Hash Based Data Structures


How to use the slides - Full screen (new tab)
Slides Content
--- title: Hash Based Data Structures description: Hash functions in Substrate duration: 1 hour ---

Hash Based Data Structures


Comparison to
Pointer Based Data Structures

  • A hash references the content of some data;
  • A pointer tells you where to find it;
  • We can not have cycles of hashes.

Hash Chains

A hash chain is a linked list using hashes to connect nodes.

Notes:

Each block has the hash of the previous one.


Merkle Trees

A binary Merkle tree is a binary tree using hashes to connect nodes.

Notes:

Ralph Merkle is a Berkeley alum!


Proofs

  • The root or head hash is a commitment to the entire data structure.
  • Generate a proof by expanding some but not all hashes.

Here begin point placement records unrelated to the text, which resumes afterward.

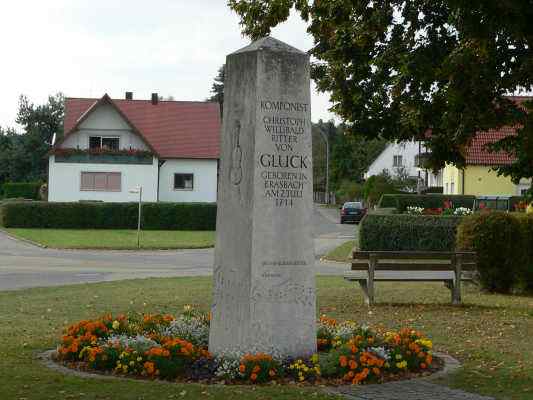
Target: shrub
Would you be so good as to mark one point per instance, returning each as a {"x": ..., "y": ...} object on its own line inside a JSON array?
[
  {"x": 25, "y": 190},
  {"x": 408, "y": 232},
  {"x": 155, "y": 216},
  {"x": 434, "y": 189},
  {"x": 499, "y": 240},
  {"x": 349, "y": 191},
  {"x": 402, "y": 201}
]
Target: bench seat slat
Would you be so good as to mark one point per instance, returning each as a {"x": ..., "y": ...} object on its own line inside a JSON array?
[
  {"x": 416, "y": 255},
  {"x": 399, "y": 266}
]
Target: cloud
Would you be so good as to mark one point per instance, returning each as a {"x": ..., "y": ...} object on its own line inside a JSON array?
[{"x": 85, "y": 49}]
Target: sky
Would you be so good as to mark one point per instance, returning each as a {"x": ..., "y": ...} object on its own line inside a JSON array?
[{"x": 87, "y": 48}]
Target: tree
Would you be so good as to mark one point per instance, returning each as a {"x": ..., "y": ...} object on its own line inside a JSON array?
[
  {"x": 437, "y": 71},
  {"x": 23, "y": 157},
  {"x": 218, "y": 88}
]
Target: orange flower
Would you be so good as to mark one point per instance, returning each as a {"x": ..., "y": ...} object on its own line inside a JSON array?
[
  {"x": 343, "y": 361},
  {"x": 149, "y": 367}
]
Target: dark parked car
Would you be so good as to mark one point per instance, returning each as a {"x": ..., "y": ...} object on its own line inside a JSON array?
[{"x": 352, "y": 212}]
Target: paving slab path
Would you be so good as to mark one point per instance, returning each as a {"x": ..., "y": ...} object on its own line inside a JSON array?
[{"x": 23, "y": 265}]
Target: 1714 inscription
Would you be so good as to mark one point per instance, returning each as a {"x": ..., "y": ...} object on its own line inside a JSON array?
[{"x": 285, "y": 125}]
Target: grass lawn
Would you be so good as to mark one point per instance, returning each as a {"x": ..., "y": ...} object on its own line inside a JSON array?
[
  {"x": 490, "y": 334},
  {"x": 341, "y": 253},
  {"x": 116, "y": 238}
]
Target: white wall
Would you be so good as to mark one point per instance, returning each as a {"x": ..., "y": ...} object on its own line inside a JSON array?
[
  {"x": 205, "y": 181},
  {"x": 64, "y": 181},
  {"x": 105, "y": 121},
  {"x": 408, "y": 150}
]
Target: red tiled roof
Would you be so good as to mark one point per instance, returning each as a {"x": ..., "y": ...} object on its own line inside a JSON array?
[
  {"x": 477, "y": 152},
  {"x": 173, "y": 129}
]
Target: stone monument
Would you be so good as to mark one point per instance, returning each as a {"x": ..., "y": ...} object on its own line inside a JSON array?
[{"x": 264, "y": 281}]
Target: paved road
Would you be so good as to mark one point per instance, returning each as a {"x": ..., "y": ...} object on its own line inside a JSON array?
[{"x": 23, "y": 265}]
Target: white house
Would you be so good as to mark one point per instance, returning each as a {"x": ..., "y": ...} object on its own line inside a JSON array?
[
  {"x": 403, "y": 155},
  {"x": 169, "y": 148}
]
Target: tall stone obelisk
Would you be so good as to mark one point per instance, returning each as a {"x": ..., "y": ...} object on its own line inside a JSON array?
[{"x": 264, "y": 283}]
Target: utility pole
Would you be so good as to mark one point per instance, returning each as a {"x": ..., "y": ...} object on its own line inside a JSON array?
[
  {"x": 138, "y": 189},
  {"x": 325, "y": 137}
]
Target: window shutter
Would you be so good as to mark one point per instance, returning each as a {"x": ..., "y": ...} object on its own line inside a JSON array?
[{"x": 114, "y": 181}]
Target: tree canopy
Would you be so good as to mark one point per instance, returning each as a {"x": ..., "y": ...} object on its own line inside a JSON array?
[
  {"x": 438, "y": 70},
  {"x": 23, "y": 155},
  {"x": 217, "y": 89}
]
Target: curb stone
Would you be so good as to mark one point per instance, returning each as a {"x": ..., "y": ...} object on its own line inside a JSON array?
[
  {"x": 411, "y": 389},
  {"x": 23, "y": 240}
]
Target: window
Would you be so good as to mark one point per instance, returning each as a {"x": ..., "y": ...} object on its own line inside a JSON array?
[
  {"x": 183, "y": 181},
  {"x": 101, "y": 181},
  {"x": 104, "y": 142},
  {"x": 397, "y": 161}
]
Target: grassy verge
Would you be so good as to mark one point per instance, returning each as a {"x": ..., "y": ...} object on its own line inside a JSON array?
[
  {"x": 342, "y": 253},
  {"x": 116, "y": 239},
  {"x": 490, "y": 334}
]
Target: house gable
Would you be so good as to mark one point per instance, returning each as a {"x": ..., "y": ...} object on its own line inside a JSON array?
[{"x": 104, "y": 120}]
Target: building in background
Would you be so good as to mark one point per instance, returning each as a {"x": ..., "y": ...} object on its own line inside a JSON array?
[
  {"x": 404, "y": 157},
  {"x": 170, "y": 148},
  {"x": 478, "y": 177}
]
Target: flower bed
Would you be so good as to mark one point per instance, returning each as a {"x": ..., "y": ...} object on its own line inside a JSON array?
[{"x": 175, "y": 348}]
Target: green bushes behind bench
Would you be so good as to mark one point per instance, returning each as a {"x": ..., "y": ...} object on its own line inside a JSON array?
[
  {"x": 23, "y": 190},
  {"x": 155, "y": 216},
  {"x": 504, "y": 246},
  {"x": 402, "y": 201},
  {"x": 408, "y": 232}
]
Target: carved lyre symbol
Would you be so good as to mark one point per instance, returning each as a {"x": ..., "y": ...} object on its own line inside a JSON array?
[{"x": 236, "y": 157}]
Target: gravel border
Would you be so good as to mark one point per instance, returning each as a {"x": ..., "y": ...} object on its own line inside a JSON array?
[{"x": 46, "y": 358}]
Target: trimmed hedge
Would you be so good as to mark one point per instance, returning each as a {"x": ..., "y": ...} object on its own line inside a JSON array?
[
  {"x": 503, "y": 243},
  {"x": 24, "y": 190},
  {"x": 402, "y": 201},
  {"x": 402, "y": 232},
  {"x": 155, "y": 216}
]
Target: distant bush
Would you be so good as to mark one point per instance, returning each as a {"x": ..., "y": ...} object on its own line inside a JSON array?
[
  {"x": 408, "y": 232},
  {"x": 349, "y": 191},
  {"x": 503, "y": 248},
  {"x": 155, "y": 216},
  {"x": 402, "y": 201},
  {"x": 434, "y": 189},
  {"x": 25, "y": 190}
]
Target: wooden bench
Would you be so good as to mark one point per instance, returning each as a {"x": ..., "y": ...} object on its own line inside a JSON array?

Crucial for the trustless nature of decentralised cryptographic data systems!


Proofs: Merkle Copaths

Notes:

Given the children of a node, we can compute a node Given the purple nodes and the white leaf, we can compute the white nodes bottom to top. If we compute the correct root, this proves that the leaf was in the tree


Security

Collision resistance: we reasonably assume only one preimage for each hash,
therefore making the data structure's linkage persistent and enduring (until the cryptography becomes compromised 😥).

Notes:

Explain what could happen when this fails.


Proof Sizes

Proof of a leaf has size $O(\log n)$
and so do proofs of updates of a leaf


Key-Value Databases and Tries


Key-value database

The data structure stores a map key -> value.
We should be able to:

  • put(key, value)
  • get(key)
  • delete(key)

Provability in key-value databases

We should also be able to perform the following operations for a provable key-value database:

  1. For any key, if <key,value> is in the database, we can prove it.
  2. If no value is associated to a key, we need to be able to prove that as well.

Types of Data Structures

  • Trees are rooted, directed acyclic graphs where each child has only one parent.
  • Merkle Trees are trees which use hashes as links.
  • Tries are a particular class of trees where:
    • Given a particular piece of data, it will always be on a particular path.
  • Radix Tries are a particular class of a trie where:
    • The location of a value is determined the path constructed one digit at a time.
  • Patricia Tries are radix tries which are optimized to ensure lonely node-paths are consolidated into a single node.

Notes:

Just a selection we'll cover in this course.


Radix Trie

Words: to, tea, ted, ten, inn, A.

Each node splits on the next digit in base $r$

Notes:

In this image, $r$ is 52 (26 lowercase + 26 uppercase).


Patricia Trie

Words: to, tea, ted, ten, inn, A.

If only one option for a sequence we merge them.


Patricia Trie Structures

#![allow(unused)]
fn main() {
pub enum Node {
  Leaf {
    partial_path: Slice<RADIX>,
    value: Value
  },
  Branch {
    partial_path: Slice<RADIX>,
    children: [Option<Hash>; RADIX],
    value: Option<Value>,
  },
}
}

Notes:

The current implementation actually makes use of dedicated "extension" nodes instead of branch nodes that hold a partial path. There's a good explanation of them here.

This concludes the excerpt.